Welcome To The Jungle, He’s Got Lost Again…

One of the things I like best about exploring impenetrable jungle looking for long-lost tribes is that I don’t do it. At all. Unless it’s in a game. Then it happens. But otherwise, I just don’t do it.

But if I did do it I’m ninety-nine percent sure that I would take some form of GPS or communication device with me when I did it. Because this is the 21st Century and there is no excuse not to, really. Regardless of whether you want to do it old school or not, if explorers of old could have done it they totally would have. They weren’t idiots. Probably. It’s hard to know for sure because a lot of them were cooked in large pots and eaten.

But not so the explorer Benedict Allen. He buggered off into the jungles of Papua New Guinea to meet up with a tribe he last saw 30 years ago and didn’t show up for his rendezvous a couple of days ago. So his kids get worried, his wife gets worried and people have to go into the jungle and look for him.

Although if you read his Twitter feed, you’d wonder why you’d be bothering risking your neck to find him when he’s more-or-less smugly put a message on that says he knows where he’s going and no-one would be able to find him anyway. Meanwhile his wife is wondering if he’s fallen, been bitten by a venomous thing or generally eaten (with or without the big cooking pot). I mean, I don’t want to use the phrase selfish bastard…

And then it turns out that this isn’t the first time he’s gone missing on one of his expeditions. He once went missing for three months and then just strolled out of the jungle wondering what all the fuss was about. One of his friends say that this expedition he’s gone on now – where he went missing but has probably turned up now and is wanting to be rescued – had no plan, no evacuation plan and he didn’t tell anyone where he was going.

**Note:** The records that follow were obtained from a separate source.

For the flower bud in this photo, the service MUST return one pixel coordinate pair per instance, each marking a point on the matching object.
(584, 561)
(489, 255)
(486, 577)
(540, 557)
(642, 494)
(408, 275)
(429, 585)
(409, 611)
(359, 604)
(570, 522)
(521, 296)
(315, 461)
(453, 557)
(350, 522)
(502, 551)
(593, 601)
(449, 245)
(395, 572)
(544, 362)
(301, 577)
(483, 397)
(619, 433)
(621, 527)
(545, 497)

But that’s actually a typical man approach to the whole thing isn’t it. Don’t ask anyone for help. Don’t use a map if you can help it. Just go for it and it’ll be alright. And he will, of course, get his fifteen minutes of fame jabbering on about his incredible adventures in getting lost at the National Geographic Society and, probably, on countless TV shows. I bet Loose Women are already chomping at the bit to have him on.

The thing is, you can’t help but think that he should be made to cover all the costs incurred in rescuing him from the jungle. I mean, he’s been seen at an air strip and is asking to be rescued so getting a team to him is probably going to be costly. If he’d filed some sort of plan, people could have been in place and contingencies made, rather than having to scramble everything at short notice to get a guy who – probably – can’t even be guaranteed to stay where he’s been seen without wandering off for a bit and getting lost again.